Recent record-breaking wildfire seasons in California prompt an investigation into the climate patterns that typically precede anomalous summer burned forest area. Using burned-area data from the U.S. Forest Service’s Monitoring Trends in Burn Severity (MTBS) product and climate data from the fifth major global reanalysis produced by the European Centre for Medium-Range Weather Forecasts (ERA5) over 1984–2018, relationships between the interannual variability of antecedent climate anomalies and July California burned area are spatially and temporally characterized. Lag correlations show that antecedent high vapor pressure deficit (VPD), high temperatures, frequent extreme high temperature days, low precipitation, high subsidence, high geopotential height, low soil moisture, and low snowpack and snowmelt anomalies all correlate significantly with July California burned area as far back as the January before the fire season. Seasonal regression maps indicate that a global midlatitude atmospheric wave train in late winter is associated with anomalous July California burned area. July 2018, a year with especially high burned area, was to some extent consistent with the general patterns revealed by the regressions: low winter precipitation and high spring VPD preceded the extreme burned area. However, geopotential height anomaly patterns were distinct from those in the regressions. Extreme July heat likely contributed to the extent of the fires ignited that month, even though extreme July temperatures do not historically significantly correlate with July burned area. While the 2018 antecedent climate conditions were typical of a high-burned-area year, they were not extreme, demonstrating the likely limits of statistical prediction of extreme fire seasons and the need for individual case studies of extreme years.

Significance Statement

The purpose of this study is to identify the local and global climate patterns in the preceding seasons that influence how the burned summer forest area in California varies year-to-year.
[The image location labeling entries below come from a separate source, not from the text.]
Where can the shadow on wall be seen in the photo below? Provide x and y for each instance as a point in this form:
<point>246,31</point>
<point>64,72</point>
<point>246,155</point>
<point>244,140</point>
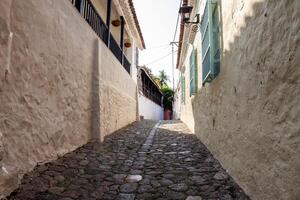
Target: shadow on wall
<point>95,94</point>
<point>249,115</point>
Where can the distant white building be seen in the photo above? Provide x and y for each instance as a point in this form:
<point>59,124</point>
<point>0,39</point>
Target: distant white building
<point>149,97</point>
<point>177,102</point>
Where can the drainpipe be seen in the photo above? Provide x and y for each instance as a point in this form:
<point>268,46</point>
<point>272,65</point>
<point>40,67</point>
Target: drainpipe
<point>108,19</point>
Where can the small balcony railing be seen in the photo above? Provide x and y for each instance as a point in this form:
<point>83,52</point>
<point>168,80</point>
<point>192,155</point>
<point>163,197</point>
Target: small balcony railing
<point>92,17</point>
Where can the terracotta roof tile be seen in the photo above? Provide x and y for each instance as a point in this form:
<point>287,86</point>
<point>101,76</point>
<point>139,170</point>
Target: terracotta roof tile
<point>180,38</point>
<point>136,21</point>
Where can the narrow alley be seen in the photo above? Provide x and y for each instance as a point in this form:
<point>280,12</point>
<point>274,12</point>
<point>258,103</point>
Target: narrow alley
<point>145,160</point>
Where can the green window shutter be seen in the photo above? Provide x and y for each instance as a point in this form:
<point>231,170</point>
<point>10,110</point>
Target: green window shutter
<point>182,89</point>
<point>210,41</point>
<point>193,73</point>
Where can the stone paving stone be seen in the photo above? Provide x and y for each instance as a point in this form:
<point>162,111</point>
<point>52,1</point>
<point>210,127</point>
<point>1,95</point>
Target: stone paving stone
<point>136,162</point>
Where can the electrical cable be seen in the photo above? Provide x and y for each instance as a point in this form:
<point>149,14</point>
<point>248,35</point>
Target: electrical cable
<point>159,59</point>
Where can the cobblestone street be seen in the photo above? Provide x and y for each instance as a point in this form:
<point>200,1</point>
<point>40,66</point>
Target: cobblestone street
<point>136,162</point>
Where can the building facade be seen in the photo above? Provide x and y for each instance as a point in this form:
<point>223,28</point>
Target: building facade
<point>240,90</point>
<point>149,97</point>
<point>67,76</point>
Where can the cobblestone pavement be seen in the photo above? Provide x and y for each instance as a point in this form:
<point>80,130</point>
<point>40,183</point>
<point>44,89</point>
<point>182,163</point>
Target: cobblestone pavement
<point>136,162</point>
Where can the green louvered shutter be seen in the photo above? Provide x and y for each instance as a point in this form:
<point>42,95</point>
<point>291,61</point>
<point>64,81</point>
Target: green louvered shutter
<point>182,89</point>
<point>193,73</point>
<point>210,41</point>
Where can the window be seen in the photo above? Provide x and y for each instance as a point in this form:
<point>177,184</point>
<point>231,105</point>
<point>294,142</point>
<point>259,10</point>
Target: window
<point>210,41</point>
<point>182,89</point>
<point>193,73</point>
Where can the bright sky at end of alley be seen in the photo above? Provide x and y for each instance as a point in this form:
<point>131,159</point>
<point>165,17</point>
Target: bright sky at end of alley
<point>158,19</point>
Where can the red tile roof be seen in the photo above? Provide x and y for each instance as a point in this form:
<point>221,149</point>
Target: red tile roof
<point>136,21</point>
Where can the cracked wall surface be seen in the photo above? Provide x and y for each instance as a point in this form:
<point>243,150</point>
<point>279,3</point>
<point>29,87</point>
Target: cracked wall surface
<point>59,86</point>
<point>249,115</point>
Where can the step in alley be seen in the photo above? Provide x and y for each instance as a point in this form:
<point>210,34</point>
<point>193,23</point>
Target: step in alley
<point>145,160</point>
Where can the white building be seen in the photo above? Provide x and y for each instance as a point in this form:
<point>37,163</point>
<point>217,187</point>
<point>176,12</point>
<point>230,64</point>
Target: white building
<point>149,97</point>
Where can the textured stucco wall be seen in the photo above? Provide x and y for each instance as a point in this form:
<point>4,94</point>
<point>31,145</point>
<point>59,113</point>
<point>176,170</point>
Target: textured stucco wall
<point>249,117</point>
<point>59,86</point>
<point>149,109</point>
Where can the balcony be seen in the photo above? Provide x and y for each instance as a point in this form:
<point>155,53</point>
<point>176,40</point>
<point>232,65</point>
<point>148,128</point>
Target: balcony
<point>92,17</point>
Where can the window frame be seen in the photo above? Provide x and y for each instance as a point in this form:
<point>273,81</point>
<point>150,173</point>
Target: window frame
<point>210,24</point>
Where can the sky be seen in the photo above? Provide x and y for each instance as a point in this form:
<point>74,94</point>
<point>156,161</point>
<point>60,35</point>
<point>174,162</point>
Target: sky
<point>157,19</point>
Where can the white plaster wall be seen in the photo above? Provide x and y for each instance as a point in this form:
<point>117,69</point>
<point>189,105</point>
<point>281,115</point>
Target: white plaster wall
<point>59,86</point>
<point>149,109</point>
<point>249,115</point>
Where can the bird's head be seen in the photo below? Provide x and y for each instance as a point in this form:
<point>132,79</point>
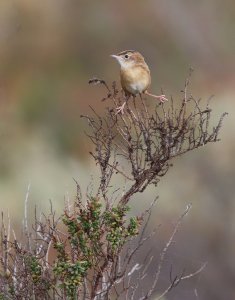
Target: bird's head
<point>128,58</point>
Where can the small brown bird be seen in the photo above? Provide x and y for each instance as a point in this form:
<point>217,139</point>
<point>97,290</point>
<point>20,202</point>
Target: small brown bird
<point>135,75</point>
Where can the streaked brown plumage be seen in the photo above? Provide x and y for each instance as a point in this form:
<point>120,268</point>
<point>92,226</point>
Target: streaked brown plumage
<point>135,75</point>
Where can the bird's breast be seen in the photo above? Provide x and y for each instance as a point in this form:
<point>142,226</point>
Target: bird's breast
<point>135,80</point>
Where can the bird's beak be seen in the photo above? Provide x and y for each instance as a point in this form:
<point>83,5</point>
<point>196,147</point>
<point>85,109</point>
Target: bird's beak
<point>115,56</point>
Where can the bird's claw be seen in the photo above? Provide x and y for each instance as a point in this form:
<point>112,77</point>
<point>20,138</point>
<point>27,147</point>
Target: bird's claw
<point>120,109</point>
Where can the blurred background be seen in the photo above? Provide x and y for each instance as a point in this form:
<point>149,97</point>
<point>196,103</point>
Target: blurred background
<point>48,52</point>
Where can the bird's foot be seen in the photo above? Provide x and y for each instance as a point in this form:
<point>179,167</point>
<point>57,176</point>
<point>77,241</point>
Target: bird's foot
<point>120,109</point>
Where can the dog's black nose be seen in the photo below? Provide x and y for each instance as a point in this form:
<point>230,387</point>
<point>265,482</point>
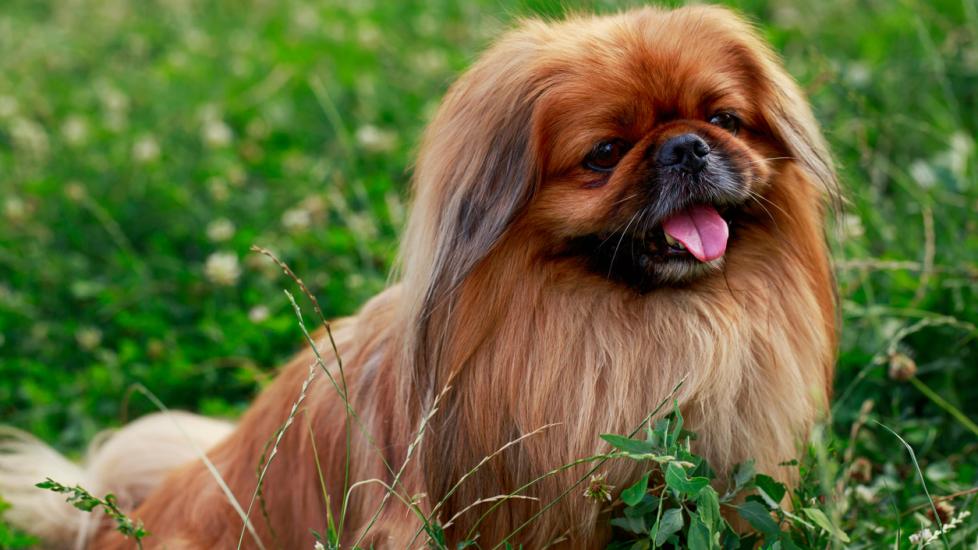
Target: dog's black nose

We find that a dry atmosphere, high temperatures, dry soils, less snowpack, low precipitation, subsiding air, and high pressure centered west of California all correlate significantly with large summer burned area as far back as the preceding January. These climate anomalies occur as part of a hemispheric scale pattern with weak connections to the tropical Pacific Ocean. We also describe the climate anomalies preceding the extreme and record-breaking burned-area year of 2018, and how these compared with the more general patterns found. These results give important insight into how well and how early it might be possible to predict the severity of an upcoming summer wildfire season in California.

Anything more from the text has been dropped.